Researchers 'see' native virus structure at near-atomic levels
By Ruth SoRelle, M.P.H.
Science and microscopy are pushing the envelope by enabling researchers to "see" molecules and structures such as parts of viruses as resolutions that are approaching the atomic level.
"When you say atomic, you really need to get it down to 1.5 Ångström, said Wah Chiu, Ph.D., professor of biochemistry and molecular biology at Baylor College of Medicine and director of the National Center for Macromolecular Imaging. "We have another factor of two to go to reach atomic level."
Cryo-electron microscope and hundreds of desktops
However, with the aid of a cryo-electron microscope and the computing power of hundreds of computers at Purdue University in Indiana, he and a group of colleagues succeeded in seeing the three-dimensional structure of an entire bacterial virus shell at 4.5 Ångström resolution. An Ångström is 100 millionth of a centimeter.

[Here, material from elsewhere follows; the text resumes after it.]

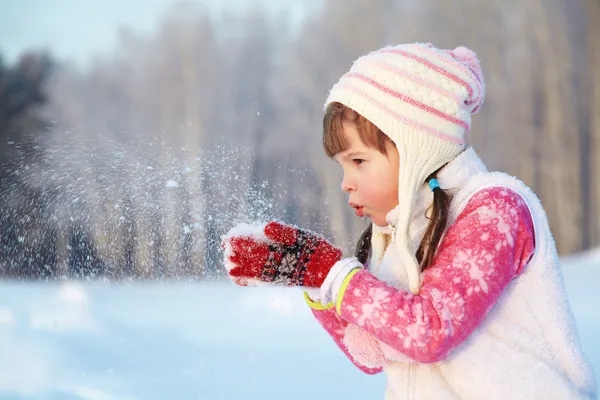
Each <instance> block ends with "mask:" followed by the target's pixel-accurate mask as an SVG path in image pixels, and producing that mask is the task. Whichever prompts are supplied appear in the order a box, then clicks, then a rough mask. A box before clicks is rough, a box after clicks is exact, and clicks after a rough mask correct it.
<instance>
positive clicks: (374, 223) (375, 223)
mask: <svg viewBox="0 0 600 400" xmlns="http://www.w3.org/2000/svg"><path fill="white" fill-rule="evenodd" d="M370 219H371V222H372V223H374V224H375V225H377V226H378V227H380V228H385V227H386V226H388V223H387V220H386V219H385V218H373V217H371V218H370Z"/></svg>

The virus shell for the virus in question – epsilon 15 – is essentially a container, composed of 840 protein molecules that surround the genome of the virus – its genetic blueprint. This virus, epsilon15, infects Salmonella bacterium and belongs to the family of viruses believed to be the most abundant form of life on earth.
Recent Nature article
In a report in a recent issue of Nature, research groups at Baylor College of Medicine, Purdue University and the Massachusetts Institute of Technology were able to describe this structure at a level of detail never possible before.
Their success in visualizing epsilon15 at near atomic resolution is attributable to the power of a cryo-electron microscope funded by the National Center for Research Resources, distributed computing resources consisting of banks of desktop computer supported by the National Science Foundation and a novel model-building algorithm, said Chiu, whose National Center for Macromolecular Medicine is funded by the National Institutes of Health.
Protein staple
This virus shell is the first infectious bacterial virus seen at such high resolution. Matthew Baker, Ph.D., a co-author in the paper and an instructor in the department of biochemistry and molecular biology at BCM, said that the most exciting and unexpected finding from this three-dimensional structure was the discovery of a small protein sitting on top of the virus at various strategic points appearing to act like a staple to keep it intact.
Chiu credited Baker with developing the sophisticated structure-mining software that allowed the team to build the model of the particle at the 4.5 Ångström level.
"It took 1 million CPU (central processing unit in a computer cluster) hours to solve this structure," said Chiu. The paper's first author, Wen Jiang, Ph.D., of Purdue, a former member of Chiu's NIH Center at BCM, oversaw this step of the research in collaboration with his university's National Science Foundation High Performance Computing Center that makes use of idle computing power of desktop computers throughout Purdue University.
This technology opens up a new way for scientists to visualize a biological nanomachine such as a virus particle without the need of forming a crystal. These advances allowed the scientists to trace the topology of the viral coat protein from one end to the other.
Native conformation
"That means we could now trace the three-dimensional topology of a protein in its native conformation," Chiu said.
Others who took part in the research include Joanita Jakana of BCM and Peter R. WeigeIe and Jonathan King of MIT. Funding for this work came from the National Institutes of Health and the National Science Foundation. The report can be found at www.nature.com.